This is a Java implementation of External Sorting using parallelism. External sorting is basically composed of two phases:
- Partition: partition the input file into a bunch of smaller sorted files.
- Merge: merge the sorted files into a single one, which is the output.
<dependency>
<groupId>com.htyleo.extsort</groupId>
<artifactId>extsort</artifactId>
<version>1.0.0</version>
</dependency>
ExternalSortConfig config = new ExternalSortConfig();
File sourceFile = new File("/sourceFile.txt");
File dstDir = new File("/dst");
File dstFile = ExternalSort.sort(sourceFile, dstDir, config);
http://www.javadoc.io/doc/com.htyleo.extsort/extsort/
- We use multi-threading to speed up the partition phase.
- During the partition phase, every line will be included in a certain partition in its entirety (i.e. no line will be partitioned in between).

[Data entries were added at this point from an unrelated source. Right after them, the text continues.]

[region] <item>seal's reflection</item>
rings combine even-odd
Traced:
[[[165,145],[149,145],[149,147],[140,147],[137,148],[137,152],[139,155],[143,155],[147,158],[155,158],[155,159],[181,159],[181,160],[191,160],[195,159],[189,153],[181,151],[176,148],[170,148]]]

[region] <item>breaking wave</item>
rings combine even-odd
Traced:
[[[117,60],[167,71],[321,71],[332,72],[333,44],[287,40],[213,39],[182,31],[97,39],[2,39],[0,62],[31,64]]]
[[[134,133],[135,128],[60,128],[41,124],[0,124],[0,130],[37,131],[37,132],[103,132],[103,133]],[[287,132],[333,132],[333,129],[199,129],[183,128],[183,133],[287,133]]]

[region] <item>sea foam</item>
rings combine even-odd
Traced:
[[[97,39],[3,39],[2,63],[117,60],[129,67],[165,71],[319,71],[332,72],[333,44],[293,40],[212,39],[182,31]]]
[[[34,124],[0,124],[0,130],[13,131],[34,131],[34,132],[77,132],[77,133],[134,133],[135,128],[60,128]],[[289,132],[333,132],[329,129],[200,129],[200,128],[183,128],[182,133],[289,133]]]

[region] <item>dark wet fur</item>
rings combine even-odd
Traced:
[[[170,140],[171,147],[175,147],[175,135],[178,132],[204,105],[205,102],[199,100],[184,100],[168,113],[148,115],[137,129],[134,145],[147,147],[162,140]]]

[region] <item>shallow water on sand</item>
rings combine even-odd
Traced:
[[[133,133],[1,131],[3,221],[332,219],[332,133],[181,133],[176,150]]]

- We treat the first and last several lines of the source file as header and tail, each of which will be written to a separate file. Consequently, after the partition phase, there will be a header file, a tail file and a bunch of (sorted) body files.
- You can decide whether to ignore the leading and trailing blank lines in the source file.
- We support user-defined line filter and comparator.
The basic idea of this implementation is that we logically partition the file into smaller slices, each of which is then sorted in memory and written to file. Different slices are processed concurrently (i.e. by a pool of threads) in order to improve sorting speed. The memory used could be up to maxPoolSize * (slice size + buffer size).